College Enrollment Hits All-Time High, Fueled by Community College Surge - cwan
http://pewresearch.org/pubs/1391/college-enrollment-all-time-high-community-college-surge

======
jamesbressi
This is why you have to look at the flip side when you hear a word like
"recession". When people are losing money, someone is making it.

Recession is bad for many, but lines the pockets of others.

Conversely, there are people who lose money or aren't making as much money
when the economy is doing well (for an in-your-face example, Walmart)

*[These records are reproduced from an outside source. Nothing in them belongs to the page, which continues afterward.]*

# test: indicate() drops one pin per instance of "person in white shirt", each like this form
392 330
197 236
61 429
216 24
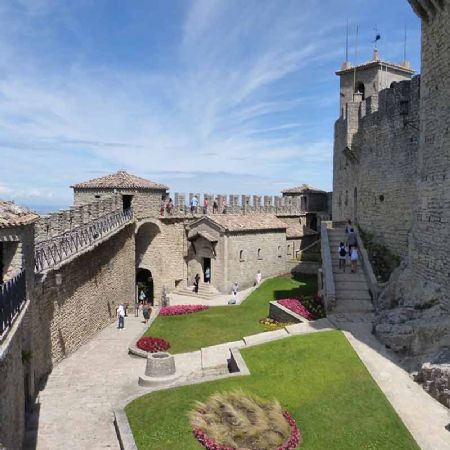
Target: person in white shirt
121 316
354 255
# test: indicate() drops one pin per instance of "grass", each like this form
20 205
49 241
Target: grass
318 378
220 324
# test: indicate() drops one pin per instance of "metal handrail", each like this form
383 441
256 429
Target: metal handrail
57 249
13 295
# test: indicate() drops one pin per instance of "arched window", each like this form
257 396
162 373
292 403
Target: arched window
360 89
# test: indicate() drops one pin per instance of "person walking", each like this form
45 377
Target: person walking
348 226
146 311
354 256
194 204
121 316
342 255
196 283
351 240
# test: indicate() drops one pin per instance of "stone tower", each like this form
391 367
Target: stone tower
419 293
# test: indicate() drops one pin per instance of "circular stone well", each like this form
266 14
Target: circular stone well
160 369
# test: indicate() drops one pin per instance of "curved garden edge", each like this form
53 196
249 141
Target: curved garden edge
240 368
132 348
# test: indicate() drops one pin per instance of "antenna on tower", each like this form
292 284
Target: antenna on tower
356 58
405 62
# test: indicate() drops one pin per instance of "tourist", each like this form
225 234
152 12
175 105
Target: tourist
146 311
196 283
194 204
169 206
354 255
162 205
351 240
121 316
348 227
342 254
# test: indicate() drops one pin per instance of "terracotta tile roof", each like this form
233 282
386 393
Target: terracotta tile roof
239 222
14 215
303 189
372 63
119 180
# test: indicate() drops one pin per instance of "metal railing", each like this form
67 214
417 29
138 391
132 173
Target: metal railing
329 290
13 294
54 251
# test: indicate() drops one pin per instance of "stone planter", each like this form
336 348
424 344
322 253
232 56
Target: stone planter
160 370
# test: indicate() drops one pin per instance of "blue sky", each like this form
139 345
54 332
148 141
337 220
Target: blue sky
205 95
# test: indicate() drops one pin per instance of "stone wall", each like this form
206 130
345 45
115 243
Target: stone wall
67 315
15 371
271 260
375 182
416 303
145 202
161 248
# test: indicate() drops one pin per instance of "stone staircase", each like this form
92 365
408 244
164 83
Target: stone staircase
205 291
352 292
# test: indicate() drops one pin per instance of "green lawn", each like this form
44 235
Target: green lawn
221 324
318 378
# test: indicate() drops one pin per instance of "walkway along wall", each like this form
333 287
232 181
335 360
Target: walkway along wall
72 304
418 299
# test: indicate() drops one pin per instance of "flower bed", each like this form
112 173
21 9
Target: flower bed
296 305
177 310
152 345
272 324
290 444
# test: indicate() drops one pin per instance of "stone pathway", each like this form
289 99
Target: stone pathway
75 410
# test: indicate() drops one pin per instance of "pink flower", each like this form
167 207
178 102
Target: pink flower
152 345
181 309
295 305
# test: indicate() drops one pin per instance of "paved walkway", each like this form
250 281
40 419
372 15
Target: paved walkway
75 410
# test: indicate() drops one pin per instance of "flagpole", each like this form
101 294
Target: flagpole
356 61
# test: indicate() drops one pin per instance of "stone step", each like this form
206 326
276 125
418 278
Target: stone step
359 285
348 294
350 306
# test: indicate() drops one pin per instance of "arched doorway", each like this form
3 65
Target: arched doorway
144 284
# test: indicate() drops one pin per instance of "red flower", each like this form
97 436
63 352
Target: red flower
152 345
295 305
181 309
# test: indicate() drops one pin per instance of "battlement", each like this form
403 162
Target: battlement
428 9
65 220
398 104
233 204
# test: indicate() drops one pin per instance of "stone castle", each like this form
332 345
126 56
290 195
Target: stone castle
392 176
62 275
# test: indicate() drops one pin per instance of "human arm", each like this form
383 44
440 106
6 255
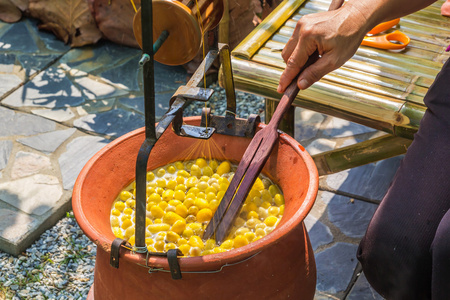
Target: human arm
337 34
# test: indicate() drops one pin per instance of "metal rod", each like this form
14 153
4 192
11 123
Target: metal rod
161 39
150 134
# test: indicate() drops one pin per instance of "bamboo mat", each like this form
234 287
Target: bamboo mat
377 88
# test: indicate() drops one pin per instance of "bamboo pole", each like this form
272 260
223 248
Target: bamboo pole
224 24
266 28
360 154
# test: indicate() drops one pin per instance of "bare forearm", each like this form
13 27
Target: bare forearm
377 11
336 35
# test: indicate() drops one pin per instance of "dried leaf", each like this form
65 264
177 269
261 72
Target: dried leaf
115 20
9 12
21 4
69 20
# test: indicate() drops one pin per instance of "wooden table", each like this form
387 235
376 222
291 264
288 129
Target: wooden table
377 88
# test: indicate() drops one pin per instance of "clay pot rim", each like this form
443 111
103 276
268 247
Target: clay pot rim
211 262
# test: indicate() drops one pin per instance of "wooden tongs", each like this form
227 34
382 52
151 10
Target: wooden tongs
251 164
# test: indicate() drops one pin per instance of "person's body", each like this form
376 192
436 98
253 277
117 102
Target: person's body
405 253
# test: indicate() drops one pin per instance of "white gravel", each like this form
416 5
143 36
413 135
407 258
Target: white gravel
59 265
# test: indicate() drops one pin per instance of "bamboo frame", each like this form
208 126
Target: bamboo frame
376 88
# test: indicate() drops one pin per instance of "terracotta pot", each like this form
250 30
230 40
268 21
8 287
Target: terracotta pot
278 266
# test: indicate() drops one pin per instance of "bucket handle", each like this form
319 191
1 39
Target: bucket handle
155 270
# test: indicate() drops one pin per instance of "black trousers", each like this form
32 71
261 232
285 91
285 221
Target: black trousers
405 253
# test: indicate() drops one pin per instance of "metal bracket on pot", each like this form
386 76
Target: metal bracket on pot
115 252
172 259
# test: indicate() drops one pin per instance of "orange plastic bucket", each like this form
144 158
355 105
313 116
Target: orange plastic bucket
279 266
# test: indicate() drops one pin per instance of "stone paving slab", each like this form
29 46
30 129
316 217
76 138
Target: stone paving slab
59 106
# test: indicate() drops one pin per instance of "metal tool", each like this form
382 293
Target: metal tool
183 96
391 41
251 164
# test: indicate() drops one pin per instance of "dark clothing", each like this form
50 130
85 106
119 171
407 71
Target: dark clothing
405 253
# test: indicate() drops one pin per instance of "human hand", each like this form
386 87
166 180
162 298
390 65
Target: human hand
335 34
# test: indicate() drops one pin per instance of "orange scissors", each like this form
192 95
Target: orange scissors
392 41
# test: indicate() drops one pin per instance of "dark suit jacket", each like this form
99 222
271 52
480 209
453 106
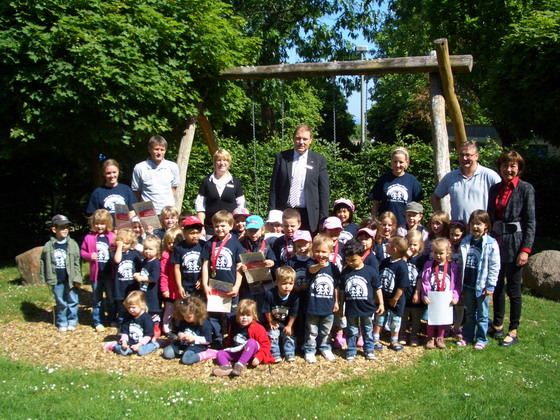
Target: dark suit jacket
316 186
519 208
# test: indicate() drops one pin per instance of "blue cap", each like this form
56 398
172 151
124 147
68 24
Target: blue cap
254 222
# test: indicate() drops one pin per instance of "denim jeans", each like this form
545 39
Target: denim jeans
98 313
142 351
476 324
288 341
66 299
353 331
318 326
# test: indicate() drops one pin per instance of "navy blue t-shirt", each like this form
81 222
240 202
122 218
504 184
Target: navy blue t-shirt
279 248
189 257
359 291
151 269
226 262
321 292
131 263
59 257
394 275
395 192
280 308
136 328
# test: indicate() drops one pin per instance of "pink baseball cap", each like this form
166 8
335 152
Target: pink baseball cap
368 231
332 223
302 235
346 202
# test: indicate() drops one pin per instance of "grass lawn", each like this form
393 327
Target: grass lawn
519 382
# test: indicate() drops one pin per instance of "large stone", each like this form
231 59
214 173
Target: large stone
542 274
28 265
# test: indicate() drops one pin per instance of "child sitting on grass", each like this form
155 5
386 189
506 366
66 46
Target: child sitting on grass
61 270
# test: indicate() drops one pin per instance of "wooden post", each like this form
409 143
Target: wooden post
444 64
183 161
440 140
207 132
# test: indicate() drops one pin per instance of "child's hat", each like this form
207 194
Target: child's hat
192 221
345 202
60 220
274 216
367 231
415 207
302 235
240 211
332 223
254 222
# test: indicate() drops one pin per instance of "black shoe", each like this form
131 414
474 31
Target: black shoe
513 341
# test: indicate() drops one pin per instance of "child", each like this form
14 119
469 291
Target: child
322 300
169 217
414 308
300 263
135 335
247 342
394 279
273 226
186 260
280 309
96 250
344 210
457 231
413 213
283 246
148 279
433 281
239 221
138 230
61 269
220 261
480 265
439 228
386 228
360 287
194 332
167 280
127 262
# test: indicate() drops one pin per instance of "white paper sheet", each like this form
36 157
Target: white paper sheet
440 311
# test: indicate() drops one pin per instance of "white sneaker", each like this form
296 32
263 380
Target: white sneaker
310 358
327 354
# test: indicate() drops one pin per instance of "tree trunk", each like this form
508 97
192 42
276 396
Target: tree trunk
183 161
440 140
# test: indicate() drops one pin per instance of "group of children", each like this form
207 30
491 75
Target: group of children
340 288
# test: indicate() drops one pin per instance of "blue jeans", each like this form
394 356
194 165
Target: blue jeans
98 313
142 351
317 326
289 342
353 331
66 299
476 316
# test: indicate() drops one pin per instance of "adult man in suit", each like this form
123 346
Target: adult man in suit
300 180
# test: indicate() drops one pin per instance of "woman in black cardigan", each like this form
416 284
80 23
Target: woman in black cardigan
511 205
218 191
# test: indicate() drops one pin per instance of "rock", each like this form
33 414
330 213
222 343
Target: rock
28 265
542 274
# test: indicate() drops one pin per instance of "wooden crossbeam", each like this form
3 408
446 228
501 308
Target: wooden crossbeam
459 64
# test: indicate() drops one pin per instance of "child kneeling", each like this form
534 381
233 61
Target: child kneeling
247 342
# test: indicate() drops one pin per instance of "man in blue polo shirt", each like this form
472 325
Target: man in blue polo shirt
467 186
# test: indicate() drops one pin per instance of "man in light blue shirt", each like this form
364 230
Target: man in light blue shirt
467 186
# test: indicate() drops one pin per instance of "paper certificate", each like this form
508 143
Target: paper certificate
147 214
440 311
218 301
122 220
259 277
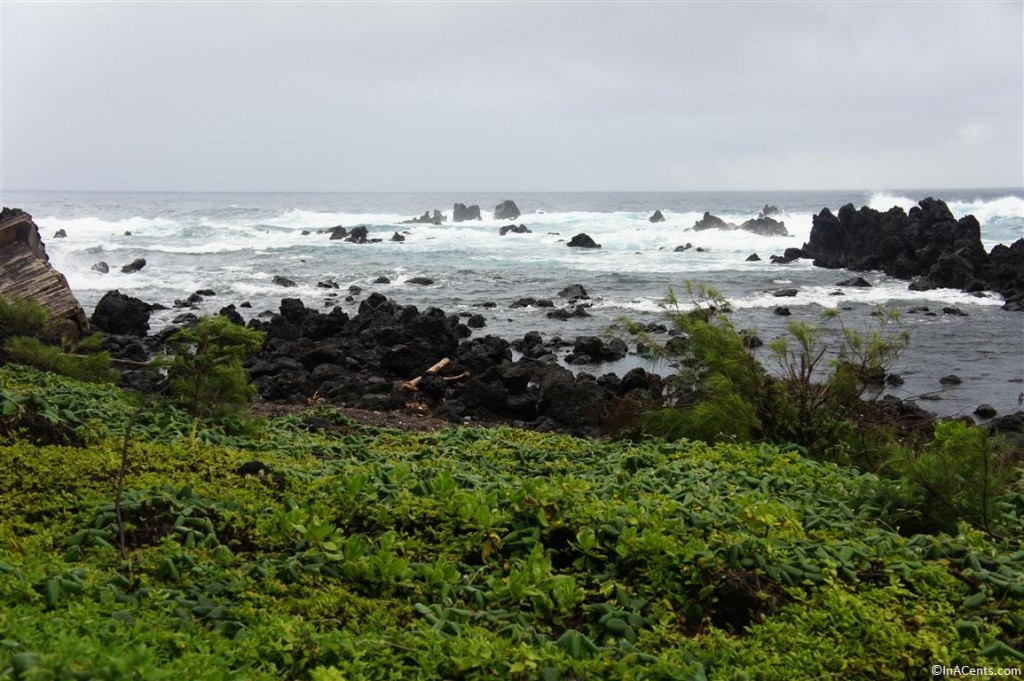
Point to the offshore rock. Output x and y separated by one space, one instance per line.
121 314
507 210
26 272
134 266
520 229
460 213
928 245
583 241
710 221
765 226
427 218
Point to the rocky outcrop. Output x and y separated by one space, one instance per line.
710 221
121 314
583 241
134 266
762 224
460 213
765 226
515 229
26 272
928 245
427 218
507 210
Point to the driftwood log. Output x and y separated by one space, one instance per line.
413 384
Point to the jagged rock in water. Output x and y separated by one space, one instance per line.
583 241
134 266
461 213
507 210
118 313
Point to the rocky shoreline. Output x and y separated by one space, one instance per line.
389 356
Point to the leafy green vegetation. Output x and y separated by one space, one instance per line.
313 548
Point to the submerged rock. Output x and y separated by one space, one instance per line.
583 241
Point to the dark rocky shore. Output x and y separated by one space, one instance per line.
390 356
927 246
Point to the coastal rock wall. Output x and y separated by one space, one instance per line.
928 246
26 271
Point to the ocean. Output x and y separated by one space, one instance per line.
237 244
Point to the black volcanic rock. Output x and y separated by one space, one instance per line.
765 226
573 292
358 235
583 241
854 281
427 218
507 210
710 221
520 229
134 266
927 245
460 213
121 314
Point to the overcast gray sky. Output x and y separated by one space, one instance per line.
511 95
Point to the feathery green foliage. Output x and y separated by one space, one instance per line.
812 397
206 376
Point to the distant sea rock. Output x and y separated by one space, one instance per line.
928 246
427 218
515 229
134 266
583 241
460 213
764 225
507 210
118 313
710 221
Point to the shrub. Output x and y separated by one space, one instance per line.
206 376
812 397
960 475
19 316
28 339
94 368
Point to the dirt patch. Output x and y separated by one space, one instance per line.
410 420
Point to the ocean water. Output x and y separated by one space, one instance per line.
236 244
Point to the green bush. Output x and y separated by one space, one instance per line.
812 397
94 368
206 376
961 475
22 317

On another note, it does not necessary make me smile to see enrollment is
increasing. I feel institutional learning has hurt a lot of the ingenuity and
creativity in the U.S. and many don't take away the true value of post-
secondary learning because they feel they have to go to college or will be
left out.

The other side, it does make me smile because it is less competition for me
when so many get wrapped up in an additional four years of education. -- My
sentiments here by the way are supported by the evolution of education in our
country. How so? It is accepted fact that the reason we made secondary school
(high school) mandatory in the United States was to help us get out of the
great depression and high unemployment by causing less competition in the work
force for adults. When high school became mandatory it caused a lot of
outrage, especially in the blue-collar communities where after 8th grade
children would go to work and begin careers to help support their families.

I could go on, but there is some interesting food for thought.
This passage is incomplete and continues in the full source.